Atom-Resolved View of a Cell Organelle on a Computational Microscope

Abstract

Photosynthetic organelles have been optimized by over two billion years of evolution into highly efficient energy-harvesting machines that surpass man-made solar devices in robustness, adaptation to environmental stress, and efficiency of energy conversion. Leveraging a nanoscale network of bioenergetic proteins, these fascinating properties emerge from the confluence of hundreds of biochemical reactions across the entire organelle. I present the first all-atom model of an entire cell organelle, namely that of a bacterial chromatophore. Construction of this model drives pioneering advances in crystallography and electron-microscopy based structure determination techniques, namely through the innovation of molecular dynamics flexible fitting (MDFF) methodologies in xMDFF and ReMDFF (eLife 2016, 5, e16105; JACS 2015, 137, 8810; Acta.
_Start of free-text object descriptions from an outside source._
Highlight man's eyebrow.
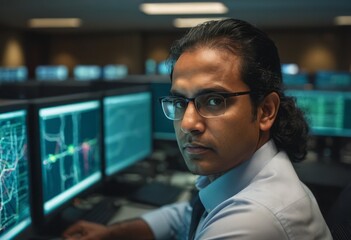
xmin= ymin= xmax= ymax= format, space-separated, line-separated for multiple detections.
xmin=170 ymin=87 xmax=230 ymax=97
xmin=170 ymin=91 xmax=185 ymax=97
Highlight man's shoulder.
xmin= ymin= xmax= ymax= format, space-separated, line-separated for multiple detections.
xmin=200 ymin=197 xmax=289 ymax=239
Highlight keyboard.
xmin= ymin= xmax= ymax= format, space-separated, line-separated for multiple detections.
xmin=61 ymin=196 xmax=120 ymax=226
xmin=128 ymin=181 xmax=184 ymax=206
xmin=81 ymin=197 xmax=119 ymax=224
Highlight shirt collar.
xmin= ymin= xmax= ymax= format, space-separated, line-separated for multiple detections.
xmin=197 ymin=139 xmax=278 ymax=213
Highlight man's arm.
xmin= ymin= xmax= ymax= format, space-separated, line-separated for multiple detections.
xmin=63 ymin=218 xmax=155 ymax=240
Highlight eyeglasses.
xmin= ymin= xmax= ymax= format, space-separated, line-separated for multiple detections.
xmin=159 ymin=91 xmax=251 ymax=120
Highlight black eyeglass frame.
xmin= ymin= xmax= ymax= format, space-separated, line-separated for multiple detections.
xmin=159 ymin=90 xmax=252 ymax=120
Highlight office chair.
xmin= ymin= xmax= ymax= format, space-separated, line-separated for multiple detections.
xmin=327 ymin=182 xmax=351 ymax=240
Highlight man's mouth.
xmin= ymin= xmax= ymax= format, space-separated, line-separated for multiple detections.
xmin=183 ymin=143 xmax=211 ymax=155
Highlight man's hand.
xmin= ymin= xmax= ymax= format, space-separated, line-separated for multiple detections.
xmin=63 ymin=220 xmax=112 ymax=240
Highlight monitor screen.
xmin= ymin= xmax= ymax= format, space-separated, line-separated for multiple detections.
xmin=103 ymin=91 xmax=152 ymax=177
xmin=286 ymin=90 xmax=351 ymax=137
xmin=281 ymin=63 xmax=299 ymax=75
xmin=282 ymin=73 xmax=309 ymax=89
xmin=36 ymin=65 xmax=68 ymax=81
xmin=0 ymin=105 xmax=31 ymax=239
xmin=151 ymin=81 xmax=176 ymax=140
xmin=157 ymin=60 xmax=171 ymax=75
xmin=145 ymin=59 xmax=157 ymax=75
xmin=103 ymin=64 xmax=128 ymax=80
xmin=314 ymin=71 xmax=351 ymax=90
xmin=73 ymin=65 xmax=101 ymax=81
xmin=33 ymin=95 xmax=102 ymax=216
xmin=0 ymin=66 xmax=28 ymax=83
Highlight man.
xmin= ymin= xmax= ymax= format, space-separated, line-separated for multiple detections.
xmin=64 ymin=18 xmax=332 ymax=239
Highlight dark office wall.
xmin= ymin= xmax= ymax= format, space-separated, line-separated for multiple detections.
xmin=269 ymin=27 xmax=351 ymax=72
xmin=46 ymin=31 xmax=184 ymax=76
xmin=45 ymin=28 xmax=351 ymax=75
xmin=0 ymin=27 xmax=350 ymax=76
xmin=49 ymin=32 xmax=144 ymax=75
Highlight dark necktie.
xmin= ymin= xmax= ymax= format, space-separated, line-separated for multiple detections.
xmin=188 ymin=192 xmax=205 ymax=240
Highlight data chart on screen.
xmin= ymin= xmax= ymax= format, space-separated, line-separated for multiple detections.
xmin=0 ymin=110 xmax=31 ymax=239
xmin=286 ymin=90 xmax=351 ymax=137
xmin=39 ymin=100 xmax=102 ymax=214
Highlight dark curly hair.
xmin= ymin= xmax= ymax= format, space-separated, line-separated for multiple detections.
xmin=167 ymin=18 xmax=309 ymax=162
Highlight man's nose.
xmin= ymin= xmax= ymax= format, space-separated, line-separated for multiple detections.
xmin=180 ymin=101 xmax=205 ymax=134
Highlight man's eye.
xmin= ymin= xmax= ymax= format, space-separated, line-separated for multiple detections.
xmin=207 ymin=96 xmax=224 ymax=106
xmin=174 ymin=99 xmax=186 ymax=109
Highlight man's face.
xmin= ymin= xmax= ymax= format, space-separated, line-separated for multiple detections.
xmin=171 ymin=47 xmax=263 ymax=176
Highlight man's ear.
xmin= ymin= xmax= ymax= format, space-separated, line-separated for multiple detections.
xmin=258 ymin=92 xmax=280 ymax=132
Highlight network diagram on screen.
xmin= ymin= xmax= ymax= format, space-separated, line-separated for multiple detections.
xmin=0 ymin=110 xmax=31 ymax=238
xmin=39 ymin=101 xmax=101 ymax=214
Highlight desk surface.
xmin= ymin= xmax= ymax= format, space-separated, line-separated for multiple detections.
xmin=108 ymin=202 xmax=155 ymax=224
xmin=108 ymin=171 xmax=195 ymax=225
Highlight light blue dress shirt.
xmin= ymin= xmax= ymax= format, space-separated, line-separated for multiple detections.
xmin=142 ymin=140 xmax=332 ymax=239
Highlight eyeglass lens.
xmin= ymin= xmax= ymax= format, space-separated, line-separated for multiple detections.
xmin=162 ymin=93 xmax=227 ymax=120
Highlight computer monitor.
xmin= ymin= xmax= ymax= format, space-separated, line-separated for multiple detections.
xmin=157 ymin=60 xmax=171 ymax=75
xmin=103 ymin=64 xmax=128 ymax=80
xmin=36 ymin=65 xmax=68 ymax=81
xmin=150 ymin=81 xmax=176 ymax=140
xmin=282 ymin=73 xmax=310 ymax=89
xmin=281 ymin=63 xmax=299 ymax=75
xmin=314 ymin=71 xmax=351 ymax=91
xmin=0 ymin=101 xmax=31 ymax=239
xmin=29 ymin=93 xmax=103 ymax=228
xmin=102 ymin=87 xmax=153 ymax=178
xmin=285 ymin=89 xmax=351 ymax=137
xmin=145 ymin=59 xmax=157 ymax=75
xmin=0 ymin=66 xmax=28 ymax=83
xmin=73 ymin=65 xmax=102 ymax=81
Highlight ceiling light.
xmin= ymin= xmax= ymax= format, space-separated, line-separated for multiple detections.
xmin=334 ymin=16 xmax=351 ymax=25
xmin=173 ymin=17 xmax=226 ymax=28
xmin=28 ymin=18 xmax=82 ymax=28
xmin=140 ymin=2 xmax=228 ymax=15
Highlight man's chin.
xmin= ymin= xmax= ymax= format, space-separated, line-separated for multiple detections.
xmin=185 ymin=161 xmax=211 ymax=176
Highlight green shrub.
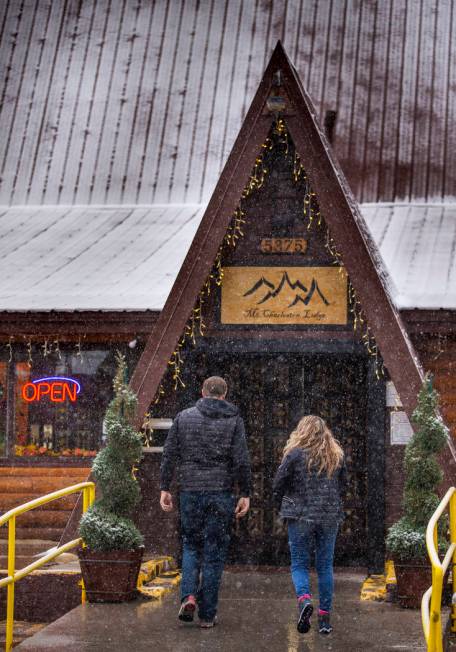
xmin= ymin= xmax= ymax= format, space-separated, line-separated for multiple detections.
xmin=386 ymin=519 xmax=427 ymax=561
xmin=79 ymin=352 xmax=144 ymax=552
xmin=386 ymin=376 xmax=448 ymax=561
xmin=79 ymin=506 xmax=143 ymax=552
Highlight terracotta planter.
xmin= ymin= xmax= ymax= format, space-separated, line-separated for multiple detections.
xmin=78 ymin=546 xmax=144 ymax=603
xmin=394 ymin=558 xmax=432 ymax=609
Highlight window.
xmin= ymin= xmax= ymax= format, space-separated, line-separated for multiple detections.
xmin=9 ymin=344 xmax=134 ymax=458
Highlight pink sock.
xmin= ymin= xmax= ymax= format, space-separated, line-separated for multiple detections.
xmin=318 ymin=609 xmax=329 ymax=615
xmin=298 ymin=594 xmax=312 ymax=602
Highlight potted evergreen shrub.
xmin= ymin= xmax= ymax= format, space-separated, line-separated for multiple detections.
xmin=386 ymin=375 xmax=448 ymax=608
xmin=78 ymin=352 xmax=144 ymax=603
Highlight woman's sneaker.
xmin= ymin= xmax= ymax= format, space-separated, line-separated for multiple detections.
xmin=318 ymin=613 xmax=332 ymax=634
xmin=178 ymin=595 xmax=196 ymax=622
xmin=297 ymin=598 xmax=313 ymax=633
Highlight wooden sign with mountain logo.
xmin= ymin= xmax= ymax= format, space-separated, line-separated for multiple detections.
xmin=221 ymin=267 xmax=347 ymax=325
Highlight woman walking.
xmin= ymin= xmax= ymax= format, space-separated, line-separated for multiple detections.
xmin=273 ymin=415 xmax=346 ymax=635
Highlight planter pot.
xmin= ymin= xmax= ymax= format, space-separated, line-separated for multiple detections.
xmin=394 ymin=558 xmax=432 ymax=609
xmin=78 ymin=546 xmax=144 ymax=603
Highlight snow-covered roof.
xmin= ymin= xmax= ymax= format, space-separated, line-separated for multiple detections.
xmin=0 ymin=203 xmax=454 ymax=312
xmin=1 ymin=1 xmax=455 ymax=207
xmin=0 ymin=204 xmax=204 ymax=311
xmin=362 ymin=203 xmax=456 ymax=309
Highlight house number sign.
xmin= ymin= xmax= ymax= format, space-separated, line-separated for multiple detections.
xmin=260 ymin=238 xmax=307 ymax=254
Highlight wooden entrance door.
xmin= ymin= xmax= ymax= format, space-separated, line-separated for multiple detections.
xmin=185 ymin=352 xmax=369 ymax=566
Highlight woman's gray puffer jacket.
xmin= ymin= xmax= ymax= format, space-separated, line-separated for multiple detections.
xmin=272 ymin=447 xmax=347 ymax=525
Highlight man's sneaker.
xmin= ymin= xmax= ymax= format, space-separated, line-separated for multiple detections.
xmin=297 ymin=598 xmax=313 ymax=633
xmin=199 ymin=618 xmax=216 ymax=629
xmin=318 ymin=613 xmax=332 ymax=634
xmin=178 ymin=595 xmax=196 ymax=622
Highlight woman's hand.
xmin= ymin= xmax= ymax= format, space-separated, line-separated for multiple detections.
xmin=160 ymin=491 xmax=174 ymax=512
xmin=235 ymin=496 xmax=250 ymax=519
Cryst. D 2014, 70, 2344). Multiscale computations starting with this 100 million-atom model deliver novel insights on the organelle's membrane curvature and charge transport properties, mechanisms of light adaptation, and impact on cellular aging. The results have been confirmed employing atomic force microscopy and biochemical assays. Preliminary results are reported in JACS 2016, 138, 12077 and eLife 2016, 5, e09541.